Макар Кузьмич молчит и стоит недвижим, потом достает из кармана платочек и начинает плакать.
— Ну, чего! — утешает его Эраст Иваныч. — Брось! Эка, ревет, словно баба! Ты оканчивай мою голову, да тогда и плачь. Бери ножницы!
Макар Кузьмич берет ножницы, минуту глядит на них бессмысленно и роняет на стол. Руки у него трясутся.
— Не могу! — говорит он. — Не могу сейчас, силы моей нет! Несчастный я человек! И она несчастная! Любили мы друг друга, обещались, и разлучили нас люди недобрые без всякой жалости. Уходите, Эраст Иваныч! Не могу я вас видеть.
— Так я завтра приду, Макарушка. Завтра дострижешь.
— Ладно.
— Поуспокойся, а я к тебе завтра, пораньше утром.

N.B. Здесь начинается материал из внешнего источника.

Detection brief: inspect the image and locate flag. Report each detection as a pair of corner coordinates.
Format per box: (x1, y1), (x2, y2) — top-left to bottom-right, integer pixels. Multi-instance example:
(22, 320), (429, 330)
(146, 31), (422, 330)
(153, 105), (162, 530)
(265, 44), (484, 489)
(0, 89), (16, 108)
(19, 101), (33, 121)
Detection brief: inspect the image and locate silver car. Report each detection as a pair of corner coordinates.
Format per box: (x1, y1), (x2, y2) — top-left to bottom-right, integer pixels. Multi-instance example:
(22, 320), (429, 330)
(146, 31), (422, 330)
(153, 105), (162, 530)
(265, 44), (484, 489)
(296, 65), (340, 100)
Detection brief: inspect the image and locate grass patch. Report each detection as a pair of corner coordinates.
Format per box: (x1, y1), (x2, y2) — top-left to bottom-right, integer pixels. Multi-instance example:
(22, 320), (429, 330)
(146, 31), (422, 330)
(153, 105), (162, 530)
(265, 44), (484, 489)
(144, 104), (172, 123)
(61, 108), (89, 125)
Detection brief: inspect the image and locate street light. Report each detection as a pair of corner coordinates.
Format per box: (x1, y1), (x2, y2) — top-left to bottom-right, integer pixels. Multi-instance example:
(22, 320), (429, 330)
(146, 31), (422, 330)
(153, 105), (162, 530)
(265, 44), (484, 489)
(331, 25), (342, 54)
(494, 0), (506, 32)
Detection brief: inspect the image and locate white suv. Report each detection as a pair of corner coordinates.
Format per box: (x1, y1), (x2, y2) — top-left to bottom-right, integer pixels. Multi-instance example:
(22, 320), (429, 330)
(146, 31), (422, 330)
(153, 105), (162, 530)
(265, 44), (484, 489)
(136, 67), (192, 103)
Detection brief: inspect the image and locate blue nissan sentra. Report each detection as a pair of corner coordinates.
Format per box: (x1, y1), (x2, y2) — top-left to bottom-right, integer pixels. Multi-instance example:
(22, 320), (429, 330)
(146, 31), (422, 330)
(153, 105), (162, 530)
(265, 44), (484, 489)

У Эраста Иваныча половина головы выстрижена догола, и он похож на каторжника. Неловко оставаться с такой головой, но делать нечего. Он окутывает голову и шею шалью и выходит из цирульни. Оставшись один, Макар Кузьмич садится и продолжает плакать потихоньку.
На другой день рано утром опять приходит Эраст Иваныч.
— Вам что угодно-с? — спрашивает его холодно Макар Кузьмич.
— Достриги, Макарушка. Полголовы еще осталось.
— Пожалуйте деньги вперед. Задаром не стригу-с.
Эраст Иваныч, не говоря ни слова, уходит, и до сих пор еще у него на одной половине головы волосы длинные, а на другой — короткие. Стрижку за деньги он считает роскошью и ждет, когда на остриженной половине волосы сами вырастут. Так и на свадьбе гулял.